Clowns in La Paz protestieren gegen Schulfeier-Verbot und Existenzangst
Charlotte RichterClowns in La Paz protestieren gegen Schulfeier-Verbot und Existenzangst
Dutzende Clowns zogen diese Woche durch die Straßen von La Paz, um gegen ein Regierungsdekret zu protestieren. Die neue Verordnung schränkt Schulfeste ein und schnitt damit eine wichtige Einnahmequelle für Künstler ab. Ihre Demonstration lenkte die Aufmerksamkeit auf die größeren wirtschaftlichen Schwierigkeiten, mit denen Boliviens Unterhaltungsbranche zu kämpfen hat.

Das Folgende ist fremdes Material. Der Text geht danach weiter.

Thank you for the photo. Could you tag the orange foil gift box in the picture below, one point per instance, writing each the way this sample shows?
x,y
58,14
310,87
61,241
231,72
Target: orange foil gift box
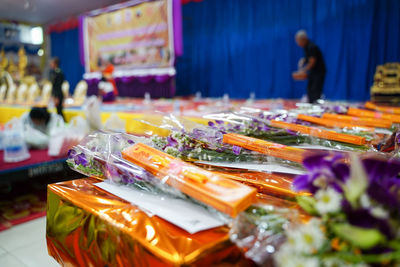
x,y
320,133
87,226
384,109
362,121
373,114
330,123
265,147
213,189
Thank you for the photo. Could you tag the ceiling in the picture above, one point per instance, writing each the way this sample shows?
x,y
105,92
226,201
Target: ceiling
x,y
48,11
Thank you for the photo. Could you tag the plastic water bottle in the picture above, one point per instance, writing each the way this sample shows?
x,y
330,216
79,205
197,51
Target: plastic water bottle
x,y
177,107
251,99
252,96
147,98
197,96
225,99
14,144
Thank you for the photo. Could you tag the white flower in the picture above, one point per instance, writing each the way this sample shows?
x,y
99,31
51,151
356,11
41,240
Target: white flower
x,y
307,238
328,201
379,212
365,201
288,258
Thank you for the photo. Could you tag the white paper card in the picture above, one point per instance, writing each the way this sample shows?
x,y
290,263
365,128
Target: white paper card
x,y
261,167
186,215
383,131
318,147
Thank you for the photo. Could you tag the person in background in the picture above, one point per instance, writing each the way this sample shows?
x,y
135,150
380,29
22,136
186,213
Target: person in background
x,y
107,86
57,79
312,65
38,125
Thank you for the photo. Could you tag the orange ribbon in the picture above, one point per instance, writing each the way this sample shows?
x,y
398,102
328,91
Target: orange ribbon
x,y
373,114
265,147
330,123
320,133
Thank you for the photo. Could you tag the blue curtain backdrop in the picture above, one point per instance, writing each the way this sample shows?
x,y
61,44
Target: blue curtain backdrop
x,y
65,46
243,46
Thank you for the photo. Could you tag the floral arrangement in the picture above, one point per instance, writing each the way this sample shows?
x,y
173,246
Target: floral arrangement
x,y
357,214
204,144
258,125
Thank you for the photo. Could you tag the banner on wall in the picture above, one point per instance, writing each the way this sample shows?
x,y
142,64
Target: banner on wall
x,y
136,37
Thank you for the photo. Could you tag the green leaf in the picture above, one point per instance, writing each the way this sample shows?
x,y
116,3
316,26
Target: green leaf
x,y
308,204
360,237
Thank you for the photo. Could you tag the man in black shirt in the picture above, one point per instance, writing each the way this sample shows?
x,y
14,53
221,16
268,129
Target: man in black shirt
x,y
57,79
313,64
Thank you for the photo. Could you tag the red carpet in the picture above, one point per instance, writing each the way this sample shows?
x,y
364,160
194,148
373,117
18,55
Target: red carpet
x,y
20,207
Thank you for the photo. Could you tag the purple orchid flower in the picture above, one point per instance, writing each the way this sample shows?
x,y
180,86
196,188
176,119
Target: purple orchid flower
x,y
236,150
324,169
80,159
71,153
171,141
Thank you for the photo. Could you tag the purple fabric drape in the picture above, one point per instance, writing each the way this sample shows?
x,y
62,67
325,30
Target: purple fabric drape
x,y
177,18
81,37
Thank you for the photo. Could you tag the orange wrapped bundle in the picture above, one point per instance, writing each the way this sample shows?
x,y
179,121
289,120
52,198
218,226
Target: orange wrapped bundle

Der Protest begann, nachdem die Regierung ein Dekret erlassen hatte, das 200 Unterrichtstage pro Jahr vorschreibt. Damit sind Werktagsfeiern faktisch verboten – darunter auch der Tag des Kindes am 12. April, an dem traditionell Clowns für Schulveranstaltungen gebucht werden. Nach den neuen Regeln dürfen solche Events nur noch am Wochenende stattfinden, was die Arbeitsmöglichkeiten drastisch verringert.
Die Clowns marschierten durch das Zentrum von La Paz, begleitet von Schneidern und Fotografen, die ebenfalls von Schulveranstaltungen abhängig sind. Ein Demonstrant hielt ein Schild mit der Aufschrift: "Ihr nehmt uns die Lächeln – und die Arbeit." Wilder Ramírez, ein Gewerkschaftsvertreter der Clowns, betonte die Bedeutung von Lachen für Kinder, warnte aber zugleich vor der finanziellen Belastung für die Künstler.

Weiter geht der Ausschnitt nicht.